Unsupervised Learning-based Artificial Bee Colony for minimizing non-value-adding operations

Advanced analytics benefits lean manufacturing by upgrading the scheduling problems into operational strategic tools that help minimize non-value-adding activities. Considering production environments with prevalent setup operations, this study develops an Unsupervised Learning-based Artificial Bee Colony (ULABC) algorithm to improve the effectiveness of minimizing idle times in unrelated parallel machine production settings. For this purpose, the k-means method is integrated into the approximation algorithm to address sequence-dependent setup operations. An exemplary case from the forging industry is provided to evaluate the performance of the ULABC algorithm. Reducing setup times through effective job clustering by the learning mechanism, it is shown that the solution quality is significantly improved in large-scale benchmark tests with 16 and 24 percentages of reduction in the makespan value of instances requiring short and long setup operations, respectively. The statistical analysis confirms the significance of the resulting improvements. This improvement is expected to be even more substantial when very-large industry-scale problems are solved.

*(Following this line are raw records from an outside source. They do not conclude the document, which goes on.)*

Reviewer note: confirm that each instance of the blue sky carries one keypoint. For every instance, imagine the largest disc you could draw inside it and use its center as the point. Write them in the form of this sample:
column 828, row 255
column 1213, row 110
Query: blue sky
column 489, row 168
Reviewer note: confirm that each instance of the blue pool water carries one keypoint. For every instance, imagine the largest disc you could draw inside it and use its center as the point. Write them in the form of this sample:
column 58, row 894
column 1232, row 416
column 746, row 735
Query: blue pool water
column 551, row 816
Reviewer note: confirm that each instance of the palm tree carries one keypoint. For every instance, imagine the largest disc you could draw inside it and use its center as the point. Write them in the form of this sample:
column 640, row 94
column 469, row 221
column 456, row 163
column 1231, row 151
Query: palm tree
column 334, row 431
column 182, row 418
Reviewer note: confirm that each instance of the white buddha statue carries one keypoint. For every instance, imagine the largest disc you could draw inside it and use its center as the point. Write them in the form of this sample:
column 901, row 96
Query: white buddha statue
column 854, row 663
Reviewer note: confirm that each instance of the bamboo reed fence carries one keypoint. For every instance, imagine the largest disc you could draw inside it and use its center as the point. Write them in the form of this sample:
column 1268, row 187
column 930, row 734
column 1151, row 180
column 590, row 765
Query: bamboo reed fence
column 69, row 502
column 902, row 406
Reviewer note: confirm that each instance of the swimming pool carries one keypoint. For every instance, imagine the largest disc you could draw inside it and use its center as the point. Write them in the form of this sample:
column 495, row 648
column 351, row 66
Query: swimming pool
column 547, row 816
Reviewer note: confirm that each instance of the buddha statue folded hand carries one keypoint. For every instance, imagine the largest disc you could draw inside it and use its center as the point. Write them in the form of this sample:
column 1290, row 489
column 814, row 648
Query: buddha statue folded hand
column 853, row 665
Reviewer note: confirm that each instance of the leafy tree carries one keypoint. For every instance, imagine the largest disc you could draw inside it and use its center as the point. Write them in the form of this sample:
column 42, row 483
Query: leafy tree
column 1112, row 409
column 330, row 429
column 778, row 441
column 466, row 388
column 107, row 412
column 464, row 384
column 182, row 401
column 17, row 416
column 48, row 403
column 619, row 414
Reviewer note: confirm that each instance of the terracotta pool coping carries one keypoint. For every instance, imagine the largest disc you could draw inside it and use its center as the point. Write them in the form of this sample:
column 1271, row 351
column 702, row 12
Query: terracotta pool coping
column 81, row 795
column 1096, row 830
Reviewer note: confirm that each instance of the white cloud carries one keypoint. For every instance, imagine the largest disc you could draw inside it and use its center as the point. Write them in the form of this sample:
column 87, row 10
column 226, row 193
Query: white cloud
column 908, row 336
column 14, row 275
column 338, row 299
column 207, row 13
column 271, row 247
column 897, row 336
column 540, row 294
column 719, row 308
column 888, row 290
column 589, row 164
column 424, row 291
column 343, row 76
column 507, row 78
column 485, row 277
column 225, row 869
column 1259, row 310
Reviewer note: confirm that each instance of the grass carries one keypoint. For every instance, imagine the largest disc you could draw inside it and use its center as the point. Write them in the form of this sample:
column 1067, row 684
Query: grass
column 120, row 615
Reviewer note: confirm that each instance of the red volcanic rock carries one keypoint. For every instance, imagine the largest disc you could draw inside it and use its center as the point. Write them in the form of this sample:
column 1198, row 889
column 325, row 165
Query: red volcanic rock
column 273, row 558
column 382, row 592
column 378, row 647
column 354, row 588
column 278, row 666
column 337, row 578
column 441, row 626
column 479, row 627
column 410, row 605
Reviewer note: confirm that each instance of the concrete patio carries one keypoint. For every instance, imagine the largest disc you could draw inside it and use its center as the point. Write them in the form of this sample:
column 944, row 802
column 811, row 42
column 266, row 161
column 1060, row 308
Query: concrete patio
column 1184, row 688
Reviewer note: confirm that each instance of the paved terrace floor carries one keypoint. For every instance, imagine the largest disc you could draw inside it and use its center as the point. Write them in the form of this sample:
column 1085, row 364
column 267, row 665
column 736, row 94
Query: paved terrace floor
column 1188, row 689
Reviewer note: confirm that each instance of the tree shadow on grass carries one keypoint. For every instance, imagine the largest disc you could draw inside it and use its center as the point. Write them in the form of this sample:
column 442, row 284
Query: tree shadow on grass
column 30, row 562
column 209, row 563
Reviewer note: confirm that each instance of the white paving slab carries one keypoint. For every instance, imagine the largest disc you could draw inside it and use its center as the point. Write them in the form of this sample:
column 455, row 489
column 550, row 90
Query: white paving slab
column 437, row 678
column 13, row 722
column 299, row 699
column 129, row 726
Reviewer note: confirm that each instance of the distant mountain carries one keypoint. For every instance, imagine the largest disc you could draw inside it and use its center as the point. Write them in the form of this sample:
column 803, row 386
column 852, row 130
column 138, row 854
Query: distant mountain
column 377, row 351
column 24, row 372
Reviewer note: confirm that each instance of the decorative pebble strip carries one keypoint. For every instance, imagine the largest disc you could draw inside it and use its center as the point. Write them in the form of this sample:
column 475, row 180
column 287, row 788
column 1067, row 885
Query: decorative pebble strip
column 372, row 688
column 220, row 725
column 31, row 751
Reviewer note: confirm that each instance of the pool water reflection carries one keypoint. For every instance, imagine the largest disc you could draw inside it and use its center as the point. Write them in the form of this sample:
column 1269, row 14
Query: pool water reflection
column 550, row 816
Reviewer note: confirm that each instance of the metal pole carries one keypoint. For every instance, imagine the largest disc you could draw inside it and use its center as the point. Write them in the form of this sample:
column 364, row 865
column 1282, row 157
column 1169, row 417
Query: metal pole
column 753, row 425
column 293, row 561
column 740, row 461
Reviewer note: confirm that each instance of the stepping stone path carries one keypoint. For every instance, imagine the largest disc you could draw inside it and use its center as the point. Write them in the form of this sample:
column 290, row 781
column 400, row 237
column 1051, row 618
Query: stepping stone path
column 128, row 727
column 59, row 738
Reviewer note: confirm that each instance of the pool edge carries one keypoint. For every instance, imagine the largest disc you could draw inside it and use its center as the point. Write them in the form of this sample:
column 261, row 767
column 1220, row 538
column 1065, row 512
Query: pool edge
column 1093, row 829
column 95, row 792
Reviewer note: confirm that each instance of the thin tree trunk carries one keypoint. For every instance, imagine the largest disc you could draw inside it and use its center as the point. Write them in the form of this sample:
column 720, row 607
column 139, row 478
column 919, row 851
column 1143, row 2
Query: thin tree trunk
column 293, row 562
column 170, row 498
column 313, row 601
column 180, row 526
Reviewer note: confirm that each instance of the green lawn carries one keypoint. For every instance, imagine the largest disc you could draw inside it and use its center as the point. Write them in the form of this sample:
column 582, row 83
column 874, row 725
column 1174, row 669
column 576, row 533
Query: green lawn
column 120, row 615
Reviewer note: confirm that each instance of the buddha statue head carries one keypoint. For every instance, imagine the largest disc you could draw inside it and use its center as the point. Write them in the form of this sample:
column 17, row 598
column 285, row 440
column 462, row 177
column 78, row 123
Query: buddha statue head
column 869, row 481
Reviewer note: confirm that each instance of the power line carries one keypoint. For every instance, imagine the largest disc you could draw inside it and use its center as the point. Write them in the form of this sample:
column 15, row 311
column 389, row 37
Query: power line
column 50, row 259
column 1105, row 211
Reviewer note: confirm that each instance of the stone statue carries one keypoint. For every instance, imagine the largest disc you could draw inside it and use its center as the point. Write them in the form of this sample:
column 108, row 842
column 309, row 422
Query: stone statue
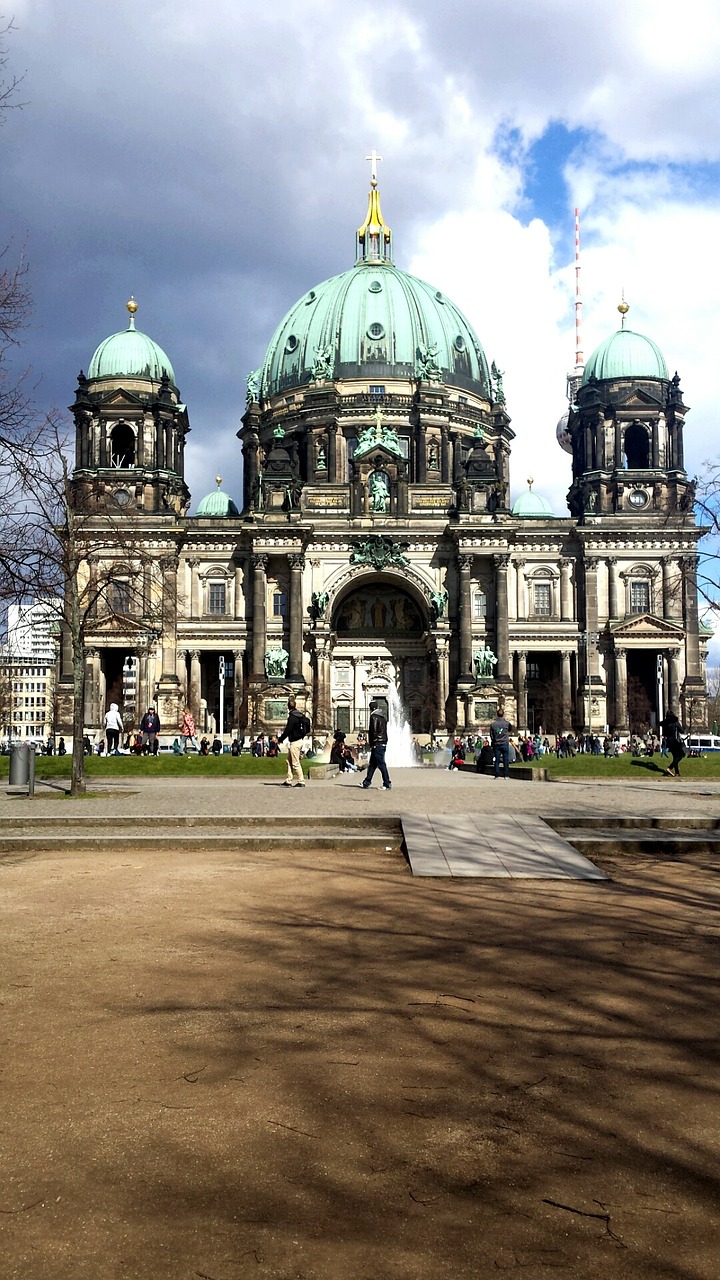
column 379, row 492
column 483, row 662
column 378, row 552
column 292, row 494
column 427, row 362
column 323, row 364
column 319, row 602
column 276, row 663
column 254, row 385
column 438, row 603
column 497, row 375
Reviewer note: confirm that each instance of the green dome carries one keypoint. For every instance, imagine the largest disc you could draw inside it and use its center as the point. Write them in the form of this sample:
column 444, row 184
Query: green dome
column 130, row 353
column 532, row 506
column 217, row 503
column 625, row 355
column 374, row 321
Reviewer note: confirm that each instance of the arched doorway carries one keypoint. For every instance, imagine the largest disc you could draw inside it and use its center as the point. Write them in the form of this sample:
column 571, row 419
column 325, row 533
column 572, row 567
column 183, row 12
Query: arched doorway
column 381, row 627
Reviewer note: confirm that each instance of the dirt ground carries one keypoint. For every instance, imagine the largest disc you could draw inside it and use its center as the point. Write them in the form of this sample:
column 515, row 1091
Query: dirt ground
column 315, row 1068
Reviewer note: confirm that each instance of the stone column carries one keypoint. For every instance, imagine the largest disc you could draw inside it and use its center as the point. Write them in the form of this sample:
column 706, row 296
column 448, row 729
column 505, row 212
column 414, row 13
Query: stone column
column 620, row 689
column 465, row 620
column 443, row 461
column 673, row 681
column 194, row 589
column 613, row 584
column 591, row 612
column 422, row 455
column 670, row 589
column 237, row 590
column 238, row 682
column 91, row 682
column 501, row 617
column 522, row 590
column 182, row 672
column 566, row 690
column 332, row 453
column 566, row 604
column 295, row 661
column 322, row 713
column 442, row 681
column 259, row 616
column 693, row 668
column 195, row 685
column 522, row 689
column 169, row 567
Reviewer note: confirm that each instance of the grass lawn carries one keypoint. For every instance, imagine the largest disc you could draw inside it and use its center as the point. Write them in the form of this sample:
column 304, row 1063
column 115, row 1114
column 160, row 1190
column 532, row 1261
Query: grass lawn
column 167, row 764
column 627, row 767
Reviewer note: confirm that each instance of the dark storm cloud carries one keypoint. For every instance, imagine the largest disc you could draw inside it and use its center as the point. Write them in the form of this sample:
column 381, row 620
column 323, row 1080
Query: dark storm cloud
column 210, row 160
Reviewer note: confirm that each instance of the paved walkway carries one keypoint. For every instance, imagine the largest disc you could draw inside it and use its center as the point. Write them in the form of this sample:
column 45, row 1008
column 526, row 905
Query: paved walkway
column 495, row 845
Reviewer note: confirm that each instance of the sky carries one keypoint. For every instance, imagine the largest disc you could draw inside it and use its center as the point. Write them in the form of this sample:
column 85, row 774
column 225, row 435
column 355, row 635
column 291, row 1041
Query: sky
column 210, row 160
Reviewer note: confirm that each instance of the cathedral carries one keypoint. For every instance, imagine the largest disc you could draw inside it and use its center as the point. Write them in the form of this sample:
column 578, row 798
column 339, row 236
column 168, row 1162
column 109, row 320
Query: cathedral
column 376, row 553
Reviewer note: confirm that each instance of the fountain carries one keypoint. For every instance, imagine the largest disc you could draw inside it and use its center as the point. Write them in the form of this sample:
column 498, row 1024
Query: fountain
column 400, row 749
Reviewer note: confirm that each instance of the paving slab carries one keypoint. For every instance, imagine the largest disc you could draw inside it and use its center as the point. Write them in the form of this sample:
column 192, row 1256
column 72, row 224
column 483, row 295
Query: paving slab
column 499, row 846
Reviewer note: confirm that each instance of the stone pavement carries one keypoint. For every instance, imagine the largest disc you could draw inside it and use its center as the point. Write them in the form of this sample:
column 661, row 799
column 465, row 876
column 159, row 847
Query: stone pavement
column 427, row 791
column 499, row 846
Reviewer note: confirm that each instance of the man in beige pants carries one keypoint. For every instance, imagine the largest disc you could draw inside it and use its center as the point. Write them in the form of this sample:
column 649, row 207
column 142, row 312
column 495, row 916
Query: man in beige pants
column 297, row 726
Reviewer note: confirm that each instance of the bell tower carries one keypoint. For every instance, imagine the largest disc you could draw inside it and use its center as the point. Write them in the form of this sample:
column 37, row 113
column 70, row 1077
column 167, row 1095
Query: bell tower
column 625, row 430
column 130, row 428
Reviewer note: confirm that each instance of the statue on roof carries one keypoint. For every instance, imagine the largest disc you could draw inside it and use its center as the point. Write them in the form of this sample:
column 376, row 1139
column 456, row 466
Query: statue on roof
column 254, row 380
column 323, row 364
column 497, row 375
column 427, row 364
column 276, row 663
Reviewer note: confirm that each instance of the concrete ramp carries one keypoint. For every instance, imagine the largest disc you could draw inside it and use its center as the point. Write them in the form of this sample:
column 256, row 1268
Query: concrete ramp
column 496, row 845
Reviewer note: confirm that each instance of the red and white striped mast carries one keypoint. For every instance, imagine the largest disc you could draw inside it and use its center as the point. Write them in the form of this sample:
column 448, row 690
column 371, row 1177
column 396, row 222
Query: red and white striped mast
column 579, row 359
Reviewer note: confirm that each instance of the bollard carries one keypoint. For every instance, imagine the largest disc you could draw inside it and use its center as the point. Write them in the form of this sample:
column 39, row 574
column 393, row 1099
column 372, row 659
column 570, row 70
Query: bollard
column 22, row 766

Overall, this study narrows the gap between scheduling theory and modern industrial applications through applications of advanced analytics in the production management context. (C) 2021 Elsevier B.V. All rights reserved.

Automated summary

This study utilizes an Unsupervised Learning-based Artificial Bee Colony algorithm to minimize non-value-adding activities in production settings with prevalent setup operations, improving solution quality by reducing setup times through a learning mechanism. The gap between scheduling theory and modern industrial applications is narrowed through the application of advanced analytics in production management context.